Ok so new to ebikes, I bought an edge 1030 to be my display on my S-Works levo. It says it is connected, but when i try to add a data screen it shows battery level 0 and the mode is not coming up on map #1. if i swipe to the last screen i can change modes from edge and it shows battery 99%. so i know it is connected but for some reason on the map screens i cannot not get it to show the bike data.
Thanks Chris


----------



## JillRide45 (Dec 11, 2015)

Did you download the Levo app from the connect IQ store?


----------



## hjscm (Apr 5, 2018)

i did but i saw some youtube videos were it looked like it uses that app. i could only figure out how to get the edge display. sounds confusing i know which i could explain it better. I did a reset and erase everything to start over and now i get the bike connected but i can't add data to the screen now. I know i am doing something stupidly wrong. Might have to go to a LBS and see if they have used one with levo. Shouldn't be hard in the bay area ca.
thanks


----------



## JillRide45 (Dec 11, 2015)

Not exactly sure about the 1030 but I have a 1000 and you must download the Levo app onto your phone and then transfer to the garmin. Then it will be one of your ride options (like train, race, etc.) Select it. On the data screens on page two if you make one small, I think it is 6 on the page it will let you show battery percentage.


----------



## hjscm (Apr 5, 2018)

I am wondering if it is a new software cause i did download from iq on phone and it did sync to garmin but does not show up as one of my rides. I think i might do another reset and see.
thanks


----------



## hjscm (Apr 5, 2018)

If i go into activities and apps on my phone specialized does not show up. but if i go to manage storage on phone it is there. Can't figure out how to make it an activity.


----------



## JillRide45 (Dec 11, 2015)

What phone do you have? Can you try doing everything through the computer instead of the phone?

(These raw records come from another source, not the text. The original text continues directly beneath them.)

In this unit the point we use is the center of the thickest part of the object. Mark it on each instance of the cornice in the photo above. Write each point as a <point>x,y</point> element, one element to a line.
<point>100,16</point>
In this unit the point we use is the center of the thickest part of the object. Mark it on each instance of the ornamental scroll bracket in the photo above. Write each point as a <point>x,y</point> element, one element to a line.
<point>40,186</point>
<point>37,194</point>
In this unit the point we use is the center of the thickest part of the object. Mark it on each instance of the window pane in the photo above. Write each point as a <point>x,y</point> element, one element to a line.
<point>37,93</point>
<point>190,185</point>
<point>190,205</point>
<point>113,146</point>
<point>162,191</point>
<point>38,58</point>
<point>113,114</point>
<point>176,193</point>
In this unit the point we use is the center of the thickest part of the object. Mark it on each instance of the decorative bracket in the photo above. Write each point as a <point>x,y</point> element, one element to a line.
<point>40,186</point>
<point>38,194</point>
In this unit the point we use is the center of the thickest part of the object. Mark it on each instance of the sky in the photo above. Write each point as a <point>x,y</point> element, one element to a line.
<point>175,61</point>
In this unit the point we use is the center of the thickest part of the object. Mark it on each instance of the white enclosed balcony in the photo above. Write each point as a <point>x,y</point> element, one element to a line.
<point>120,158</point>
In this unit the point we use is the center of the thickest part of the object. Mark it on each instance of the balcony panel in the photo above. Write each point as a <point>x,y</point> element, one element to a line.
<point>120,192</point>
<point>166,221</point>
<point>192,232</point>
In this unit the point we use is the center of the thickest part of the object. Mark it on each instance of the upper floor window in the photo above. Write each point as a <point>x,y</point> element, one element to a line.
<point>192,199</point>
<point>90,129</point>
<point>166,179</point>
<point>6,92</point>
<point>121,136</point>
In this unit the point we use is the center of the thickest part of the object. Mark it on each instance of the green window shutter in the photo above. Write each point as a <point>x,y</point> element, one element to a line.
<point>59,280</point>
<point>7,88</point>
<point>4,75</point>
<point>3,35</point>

Sent from my iPad using Tapatalk


----------



## hjscm (Apr 5, 2018)

So i deleted everything and started fresh again. No workie. So decided to go for a ride cause i was frustrated. About 10 minutes into ride the data started to show up. Hopefully it stays up. Seems like the specialized is in data fields now and not an app installed on edge. Under apps i only see strava that i have installed. Thank you for taking the time and trying to help me.


----------



## hjscm (Apr 5, 2018)

Well went for another ride and it didn't show any info. So i am confused about why it is not working. Need to go to shop and find out why.


----------



## JillRide45 (Dec 11, 2015)

If u go data fields (say for training) and for page 1 you select 1 data field and then pick what that 1 should be do you have connect IQ option. If so pick that and then Levo. 


Sent from my iPad using Tapatalk


----------



## hjscm (Apr 5, 2018)

JillRide45 said:


> If u go data fields (say for training) and for page 1 you select 1 data field and then pick what that 1 should be do you have connect IQ option. If so pick that and then Levo.
> 
> Sent from my iPad using Tapatalk


yes that is what i am dong. It worked that one ride now it shows up but no data for battery level or mode i am in. It does not work in data fields but if i swipe to last display it shows me the mode and battery level no problem. Just can't get the data field to populate


----------



## JillRide45 (Dec 11, 2015)

All I can say is UGH garmin software is so clumsy. Goodluck 


Sent from my iPad using Tapatalk


----------